Advantages Of HPLC Method Development For ADME/DMPK Studies
Drug metabolism and pharmacokinetics (DMPK) and absorption, distribution, metabolism and excretion (ADME) parameters form the core of the drug discovery and development process. DMPK plays a huge role in selecting and designing a promising drug candidate and understanding the crucial ADME properties of a final drug product. Over the years, HPLC testing has emerged as a vital player for ADME/DMPK studies. Thus it is essential that HPLC labs continuously evolve the HPLC method as it directly impacts the efficiency of drug development and pharmaceutical companies performing ADME/DMPK studies.
But why to focus on HPLC method development for ADME/DMPK studies?
In the last two decades, DMPK has improved the drug discovery and development success rates, largely owing to three major reasons; DMPK being employed routinely in early drug discovery, researchers seeing a clear picture of how drug enzymes and transporters behave among individuals and species, and last development of optimal and improved DMPK properties for drug discovery and development.
Similarly, ADME studies have evolved as a decisive factor in the drug discovery and development scenario. The ADME data supplied through in vivo/in vitro studies forms the base of whether to move forward with a potential drug candidate. However, incomplete or incorrect ADME data may lead to the possible failure of a drug candidate. Therefore, the HPLC assays responsible for ADME/DMPK must undergo complete method development to increase the approval chances of drugs and drug products.
HPLC method development
Fulfilling mobile phase requirements and selecting an appropriate HPLC column are two deciding factors of HPLC method development. Let's explore these critical parameters in the method development phase.

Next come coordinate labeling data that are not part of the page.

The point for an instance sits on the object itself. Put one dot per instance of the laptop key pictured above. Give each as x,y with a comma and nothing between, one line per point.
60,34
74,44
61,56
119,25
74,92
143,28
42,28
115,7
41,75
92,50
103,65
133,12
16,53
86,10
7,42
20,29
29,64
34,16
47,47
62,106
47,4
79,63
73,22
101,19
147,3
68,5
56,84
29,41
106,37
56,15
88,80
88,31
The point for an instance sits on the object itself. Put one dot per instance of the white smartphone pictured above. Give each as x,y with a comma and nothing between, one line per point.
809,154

When it comes to the mobile phase of an LC-MS, methanol, water, and acetonitrile are the most widely used solvent. Methanol has shown promising results in positive ion mode, while most analytes demonstrate differences in sensitivities in negative ion mode. As additives such as surfactants, detergents, inorganic acids, strong bases, ion-pairing agents and non-volatile salts reduce the detection sensitivity of analyte ions and contaminate the ion source, sponsors avoid their use in the mobile phase.

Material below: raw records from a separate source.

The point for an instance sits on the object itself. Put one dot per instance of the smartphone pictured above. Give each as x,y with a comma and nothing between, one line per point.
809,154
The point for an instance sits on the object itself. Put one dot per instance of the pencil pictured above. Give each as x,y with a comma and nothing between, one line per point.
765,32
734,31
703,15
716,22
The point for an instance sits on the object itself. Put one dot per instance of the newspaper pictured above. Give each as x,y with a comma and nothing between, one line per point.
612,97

Modern HPLC testing has a range of column size, length and packing particle size, with most of the columns being compatible with current drug application needs. As LC-MS are highly sensitive and selective, LC separation does not require high resolution and selectivity. High organic mobile phases are generally the first choice for quickly eluting the drug compounds.

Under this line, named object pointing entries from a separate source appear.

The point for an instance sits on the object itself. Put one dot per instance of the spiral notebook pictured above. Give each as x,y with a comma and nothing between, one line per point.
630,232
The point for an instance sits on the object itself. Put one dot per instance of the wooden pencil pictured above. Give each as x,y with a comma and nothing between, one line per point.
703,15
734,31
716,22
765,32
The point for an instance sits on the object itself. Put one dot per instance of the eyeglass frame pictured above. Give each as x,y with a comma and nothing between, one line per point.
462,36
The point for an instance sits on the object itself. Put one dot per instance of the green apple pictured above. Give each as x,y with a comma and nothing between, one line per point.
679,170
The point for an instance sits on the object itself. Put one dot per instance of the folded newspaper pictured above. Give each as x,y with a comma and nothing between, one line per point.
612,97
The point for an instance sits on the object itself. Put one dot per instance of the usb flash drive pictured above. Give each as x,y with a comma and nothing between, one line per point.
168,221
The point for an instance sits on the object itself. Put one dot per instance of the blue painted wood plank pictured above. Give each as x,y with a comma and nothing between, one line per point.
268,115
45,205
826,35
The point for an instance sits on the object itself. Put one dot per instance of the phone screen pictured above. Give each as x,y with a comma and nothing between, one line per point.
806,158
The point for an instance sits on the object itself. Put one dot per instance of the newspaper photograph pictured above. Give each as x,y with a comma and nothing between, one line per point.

Over the years, the particle size has decreased from 10 μm to 3 μm. Accordingly, HPLC has also evolved for analyzing such small compounds. High-pressure pumps are coupled with high-speed acquisition MS to make up UPLC, ultra-performance liquid chromatography. UPLC are advanced HPLC solutions with the advantage of increased speed, sensitivity and resolution for the determination of analytes.
Conclusion
HPLC analysis is a prerequisite for a successful clinical release, stability performance and optimized formulations. HPLC method development employing several methods is crucial if obtaining thorough product knowledge is the final goal to deal with the resulting degradation profiles and impurities. Hence, continued method development gives a massive advantage while performing ADME/DMPK studies.